1. Panorama da irrigação industrial no Brasil
O Brasil possui aproximadamente 8,2 milhões de hectares irrigados (dados Embrapa, ano-base 2021), distribuídos principalmente em três grandes regiões: Sul (RS, SC, PR — predomínio de arroz irrigado por inundação), Centro-Oeste (MT, GO, MS, BA — soja e milho irrigados por pivô central), e Nordeste (BA, PE, MG-Norte — fruticultura e cana irrigadas por gotejamento e aspersão).
O potencial técnico identificado pela ANA (Agência Nacional de Águas) é de 76 milhões de hectares, indicando espaço de expansão de quase 10× nas próximas décadas — desde que viabilizado o investimento em infraestrutura hídrica e o uso eficiente da água.

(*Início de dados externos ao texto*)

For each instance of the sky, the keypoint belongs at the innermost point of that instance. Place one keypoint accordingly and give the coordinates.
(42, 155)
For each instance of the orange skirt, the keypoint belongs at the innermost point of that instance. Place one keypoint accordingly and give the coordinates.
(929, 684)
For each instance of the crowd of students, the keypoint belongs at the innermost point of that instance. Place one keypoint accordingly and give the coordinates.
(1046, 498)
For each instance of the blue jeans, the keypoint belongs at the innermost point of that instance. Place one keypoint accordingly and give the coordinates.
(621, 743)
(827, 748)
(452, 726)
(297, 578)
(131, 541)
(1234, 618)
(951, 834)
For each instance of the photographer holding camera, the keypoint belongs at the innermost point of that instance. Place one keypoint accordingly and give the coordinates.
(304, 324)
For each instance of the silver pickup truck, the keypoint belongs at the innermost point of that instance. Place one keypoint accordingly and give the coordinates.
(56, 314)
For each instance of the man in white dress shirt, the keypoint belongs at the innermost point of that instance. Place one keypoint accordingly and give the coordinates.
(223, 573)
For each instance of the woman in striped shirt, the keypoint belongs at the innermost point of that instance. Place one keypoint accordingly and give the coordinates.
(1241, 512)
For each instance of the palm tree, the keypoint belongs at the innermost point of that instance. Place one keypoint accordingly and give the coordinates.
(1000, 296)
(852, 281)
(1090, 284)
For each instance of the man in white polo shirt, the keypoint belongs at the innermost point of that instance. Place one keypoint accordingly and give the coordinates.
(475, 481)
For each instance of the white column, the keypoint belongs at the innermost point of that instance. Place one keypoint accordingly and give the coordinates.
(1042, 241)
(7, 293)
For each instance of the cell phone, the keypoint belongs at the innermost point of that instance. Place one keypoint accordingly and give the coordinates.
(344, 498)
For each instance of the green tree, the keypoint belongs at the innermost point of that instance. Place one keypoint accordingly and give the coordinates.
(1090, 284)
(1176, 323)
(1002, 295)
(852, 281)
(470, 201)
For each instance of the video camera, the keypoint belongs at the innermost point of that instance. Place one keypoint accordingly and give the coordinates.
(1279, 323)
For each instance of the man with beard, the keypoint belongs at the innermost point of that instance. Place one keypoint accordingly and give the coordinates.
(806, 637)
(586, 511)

Os métodos de irrigação dominantes no Brasil agroindustrial e suas demandas hidráulicas: pivô central — sistema rotativo que cobre áreas circulares de 50 a 500 hectares, com vazão proporcional à área (regra prática: 1 m³/h por hectare em condições típicas), pressão de 3 a 5 bar na entrada da torre central; gotejamento — vazão por hectare similar mas distribuída por milhares de emissores, pressão de 1,5 a 3 bar nos emissores e 2 a 4 bar na entrada do cabeçal, com filtragem em areia/disco/tela obrigatória para evitar entupimento; aspersão convencional — em alfaia de baixa pressão (2 bar) ou alta pressão (4 a 6 bar), com canhões hidráulicos em fruticultura ou cobertura mecanizada (linha móvel) em hortifrutigranjeiros; sulcos e inundação — sistemas tradicionais ainda dominantes em arroz, com bombeamento de baixa altura e alta vazão (típico 1 a 2 bar e milhares de m³/h).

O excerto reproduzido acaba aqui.